I stumbled across a blog post where the author's output was all unicode strings which was obv different to mine.
Looking into the StrictRedis.__init__
there is a parameter decode_responses
which by default is False
. https://github.com/andymccurdy/redis-py/blob/273a47e299a499ed0053b8b90966dc2124504983/redis/client.py#L446
Pass in decode_responses=True
on construct and for me this FIXES THE OP'S ISSUE.

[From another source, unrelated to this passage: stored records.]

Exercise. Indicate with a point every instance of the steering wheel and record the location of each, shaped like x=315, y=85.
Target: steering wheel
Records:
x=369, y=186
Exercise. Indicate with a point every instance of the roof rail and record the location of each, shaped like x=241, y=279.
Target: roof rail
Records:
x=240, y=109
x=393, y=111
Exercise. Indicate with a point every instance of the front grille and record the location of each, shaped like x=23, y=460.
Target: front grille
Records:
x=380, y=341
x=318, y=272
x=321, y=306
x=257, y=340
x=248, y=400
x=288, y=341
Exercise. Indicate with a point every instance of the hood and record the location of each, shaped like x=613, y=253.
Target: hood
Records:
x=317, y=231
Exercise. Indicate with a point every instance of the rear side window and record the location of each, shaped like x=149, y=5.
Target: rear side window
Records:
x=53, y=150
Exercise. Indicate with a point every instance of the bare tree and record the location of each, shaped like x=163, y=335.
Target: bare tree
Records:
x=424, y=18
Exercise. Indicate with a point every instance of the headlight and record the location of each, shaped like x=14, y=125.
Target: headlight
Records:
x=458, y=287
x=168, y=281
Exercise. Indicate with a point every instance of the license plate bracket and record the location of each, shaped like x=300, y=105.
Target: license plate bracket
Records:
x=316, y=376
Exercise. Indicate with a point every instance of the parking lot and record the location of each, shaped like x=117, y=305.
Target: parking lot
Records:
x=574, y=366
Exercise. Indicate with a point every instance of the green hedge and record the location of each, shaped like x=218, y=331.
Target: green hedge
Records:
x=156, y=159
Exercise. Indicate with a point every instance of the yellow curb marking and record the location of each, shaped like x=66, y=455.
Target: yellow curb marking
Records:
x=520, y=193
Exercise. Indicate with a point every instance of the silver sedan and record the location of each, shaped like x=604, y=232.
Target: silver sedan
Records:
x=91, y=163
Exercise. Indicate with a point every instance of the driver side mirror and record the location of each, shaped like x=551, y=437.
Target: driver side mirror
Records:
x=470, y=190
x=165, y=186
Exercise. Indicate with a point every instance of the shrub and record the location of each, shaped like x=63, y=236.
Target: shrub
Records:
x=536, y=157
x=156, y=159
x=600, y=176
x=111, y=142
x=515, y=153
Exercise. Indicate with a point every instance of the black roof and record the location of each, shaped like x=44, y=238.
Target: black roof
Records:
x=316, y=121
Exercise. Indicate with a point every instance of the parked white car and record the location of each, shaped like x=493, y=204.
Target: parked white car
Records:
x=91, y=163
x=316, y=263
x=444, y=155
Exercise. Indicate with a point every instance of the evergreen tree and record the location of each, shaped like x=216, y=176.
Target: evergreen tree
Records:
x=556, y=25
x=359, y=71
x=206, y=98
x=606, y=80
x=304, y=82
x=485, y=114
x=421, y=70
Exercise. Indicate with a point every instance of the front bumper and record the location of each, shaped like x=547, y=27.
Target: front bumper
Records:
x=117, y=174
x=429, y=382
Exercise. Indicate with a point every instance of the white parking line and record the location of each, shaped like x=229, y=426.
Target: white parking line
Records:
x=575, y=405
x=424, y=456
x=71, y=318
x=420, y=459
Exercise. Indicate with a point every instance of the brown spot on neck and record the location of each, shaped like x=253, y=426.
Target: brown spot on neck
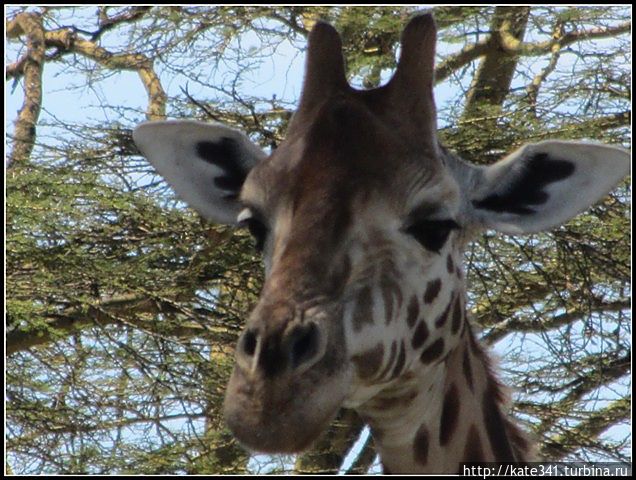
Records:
x=450, y=415
x=367, y=363
x=473, y=451
x=433, y=352
x=441, y=320
x=458, y=314
x=432, y=290
x=413, y=311
x=421, y=446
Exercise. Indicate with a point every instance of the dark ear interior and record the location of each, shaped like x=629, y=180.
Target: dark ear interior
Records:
x=226, y=155
x=527, y=189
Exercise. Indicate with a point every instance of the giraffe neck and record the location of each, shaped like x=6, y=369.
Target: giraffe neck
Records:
x=433, y=419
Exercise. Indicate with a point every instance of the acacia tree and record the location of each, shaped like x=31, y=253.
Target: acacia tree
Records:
x=123, y=306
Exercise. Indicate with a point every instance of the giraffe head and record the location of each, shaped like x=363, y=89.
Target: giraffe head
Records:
x=361, y=217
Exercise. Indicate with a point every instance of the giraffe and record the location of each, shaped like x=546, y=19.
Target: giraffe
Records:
x=362, y=217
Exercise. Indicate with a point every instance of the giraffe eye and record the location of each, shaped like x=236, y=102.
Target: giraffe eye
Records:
x=256, y=227
x=432, y=234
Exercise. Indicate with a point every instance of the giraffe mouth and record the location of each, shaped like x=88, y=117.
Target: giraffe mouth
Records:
x=286, y=414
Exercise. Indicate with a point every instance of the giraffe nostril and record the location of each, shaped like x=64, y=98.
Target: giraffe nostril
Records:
x=248, y=343
x=304, y=344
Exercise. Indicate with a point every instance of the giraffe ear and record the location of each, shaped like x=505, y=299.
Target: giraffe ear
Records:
x=543, y=185
x=206, y=164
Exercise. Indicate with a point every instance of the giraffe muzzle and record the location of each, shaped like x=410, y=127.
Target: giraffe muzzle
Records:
x=293, y=350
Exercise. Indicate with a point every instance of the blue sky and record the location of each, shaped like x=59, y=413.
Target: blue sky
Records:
x=68, y=98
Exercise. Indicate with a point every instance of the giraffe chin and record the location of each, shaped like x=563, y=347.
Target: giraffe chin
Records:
x=286, y=417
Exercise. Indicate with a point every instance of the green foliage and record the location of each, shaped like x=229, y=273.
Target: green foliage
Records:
x=123, y=307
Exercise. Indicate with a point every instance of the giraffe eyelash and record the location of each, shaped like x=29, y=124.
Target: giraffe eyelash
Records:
x=432, y=234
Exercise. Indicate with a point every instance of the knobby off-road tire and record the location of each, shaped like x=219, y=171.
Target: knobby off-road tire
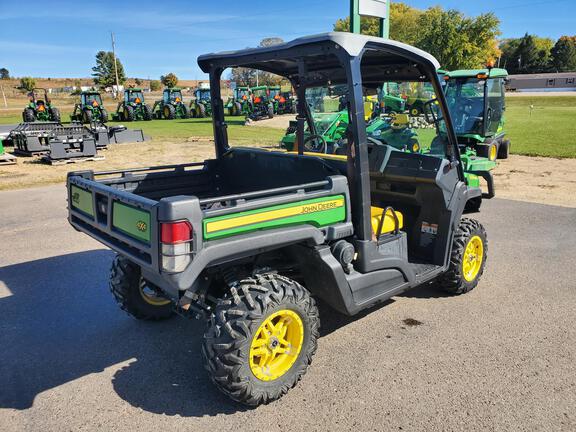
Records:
x=87, y=116
x=128, y=113
x=239, y=318
x=55, y=114
x=169, y=112
x=28, y=115
x=465, y=270
x=147, y=112
x=103, y=116
x=133, y=296
x=504, y=149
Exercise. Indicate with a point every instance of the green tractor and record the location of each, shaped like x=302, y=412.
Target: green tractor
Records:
x=240, y=103
x=90, y=108
x=6, y=158
x=262, y=104
x=40, y=109
x=171, y=106
x=133, y=107
x=201, y=106
x=477, y=105
x=286, y=104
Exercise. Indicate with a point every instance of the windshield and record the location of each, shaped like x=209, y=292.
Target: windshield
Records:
x=260, y=92
x=203, y=94
x=135, y=96
x=404, y=116
x=465, y=98
x=176, y=96
x=241, y=93
x=92, y=99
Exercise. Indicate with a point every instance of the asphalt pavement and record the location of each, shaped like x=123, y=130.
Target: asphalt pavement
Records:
x=500, y=358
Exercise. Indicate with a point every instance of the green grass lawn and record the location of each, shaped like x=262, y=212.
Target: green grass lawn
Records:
x=549, y=131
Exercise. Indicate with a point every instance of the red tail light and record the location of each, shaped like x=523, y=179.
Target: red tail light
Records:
x=176, y=232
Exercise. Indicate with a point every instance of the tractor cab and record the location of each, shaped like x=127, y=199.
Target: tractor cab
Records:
x=476, y=99
x=202, y=95
x=92, y=99
x=133, y=96
x=172, y=95
x=260, y=94
x=274, y=92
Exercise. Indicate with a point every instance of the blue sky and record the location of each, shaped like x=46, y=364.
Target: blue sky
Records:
x=156, y=37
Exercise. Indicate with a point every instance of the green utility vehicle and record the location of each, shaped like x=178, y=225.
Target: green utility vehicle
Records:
x=90, y=108
x=240, y=103
x=171, y=106
x=133, y=107
x=40, y=109
x=477, y=103
x=262, y=103
x=251, y=253
x=201, y=106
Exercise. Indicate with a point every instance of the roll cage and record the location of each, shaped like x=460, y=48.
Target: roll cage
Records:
x=357, y=61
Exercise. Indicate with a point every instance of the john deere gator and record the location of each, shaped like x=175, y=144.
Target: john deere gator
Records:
x=171, y=106
x=251, y=255
x=40, y=109
x=90, y=108
x=133, y=107
x=477, y=103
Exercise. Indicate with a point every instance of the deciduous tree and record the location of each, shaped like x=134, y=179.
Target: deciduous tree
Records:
x=169, y=80
x=104, y=73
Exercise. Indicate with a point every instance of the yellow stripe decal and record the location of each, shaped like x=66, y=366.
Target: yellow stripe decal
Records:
x=273, y=215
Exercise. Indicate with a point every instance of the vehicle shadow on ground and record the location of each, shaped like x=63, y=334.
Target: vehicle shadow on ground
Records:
x=60, y=324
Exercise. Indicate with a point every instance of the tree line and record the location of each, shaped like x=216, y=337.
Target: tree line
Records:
x=462, y=42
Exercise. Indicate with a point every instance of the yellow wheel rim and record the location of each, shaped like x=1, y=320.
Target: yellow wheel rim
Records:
x=472, y=260
x=493, y=152
x=152, y=297
x=276, y=345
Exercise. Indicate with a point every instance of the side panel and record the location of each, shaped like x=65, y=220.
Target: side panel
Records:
x=319, y=212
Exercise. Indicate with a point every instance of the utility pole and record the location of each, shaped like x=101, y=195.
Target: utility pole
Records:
x=115, y=65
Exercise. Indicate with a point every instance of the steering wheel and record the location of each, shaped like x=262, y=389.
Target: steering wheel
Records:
x=320, y=147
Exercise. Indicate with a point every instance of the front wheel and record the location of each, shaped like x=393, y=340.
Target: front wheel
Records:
x=261, y=339
x=134, y=295
x=468, y=258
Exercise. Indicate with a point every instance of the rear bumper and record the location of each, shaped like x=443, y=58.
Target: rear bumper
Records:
x=486, y=175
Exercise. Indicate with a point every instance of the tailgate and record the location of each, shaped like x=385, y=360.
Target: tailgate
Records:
x=123, y=221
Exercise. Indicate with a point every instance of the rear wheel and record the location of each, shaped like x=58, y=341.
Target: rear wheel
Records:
x=136, y=296
x=468, y=258
x=87, y=116
x=201, y=111
x=128, y=113
x=169, y=112
x=28, y=115
x=185, y=112
x=103, y=115
x=147, y=112
x=55, y=114
x=504, y=149
x=261, y=339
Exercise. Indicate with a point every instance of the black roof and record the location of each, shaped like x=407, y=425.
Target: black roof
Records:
x=385, y=56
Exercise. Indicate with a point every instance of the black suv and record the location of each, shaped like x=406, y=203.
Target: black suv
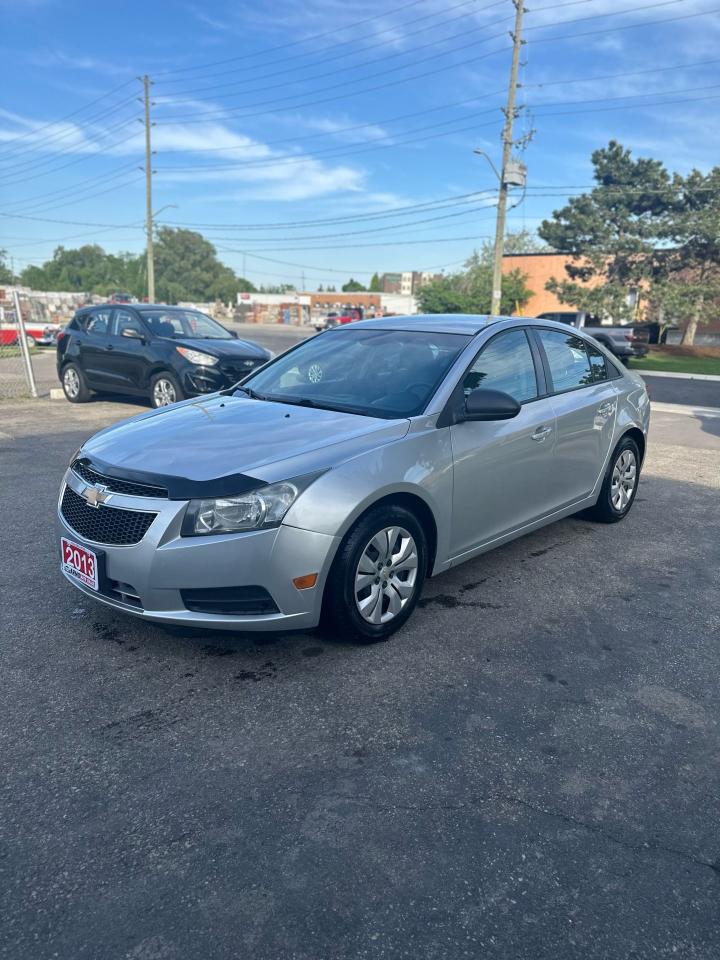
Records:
x=164, y=353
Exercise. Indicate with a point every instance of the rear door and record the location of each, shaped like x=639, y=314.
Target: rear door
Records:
x=94, y=348
x=502, y=469
x=584, y=400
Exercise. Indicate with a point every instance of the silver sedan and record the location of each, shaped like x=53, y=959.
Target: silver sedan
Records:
x=331, y=482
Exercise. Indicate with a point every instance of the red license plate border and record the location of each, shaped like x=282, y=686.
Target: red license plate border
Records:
x=99, y=562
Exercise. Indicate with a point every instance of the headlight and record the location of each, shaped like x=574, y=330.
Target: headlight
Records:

for each string you can use the decode
function to transform it in utf-8, e.g. for the value if the title field in your code:
In [7]: a='\xe6\xaf\x94\xe8\xb5\x9b'
In [8]: a.decode('utf8')
Out[8]: u'\u6bd4\u8d5b'
I suggest you always encode to utf-8 before writing to MongoDB or Redis (or any external system). And that you decode('utf-8') when you fecth results, so that you always work with Unicode in Python.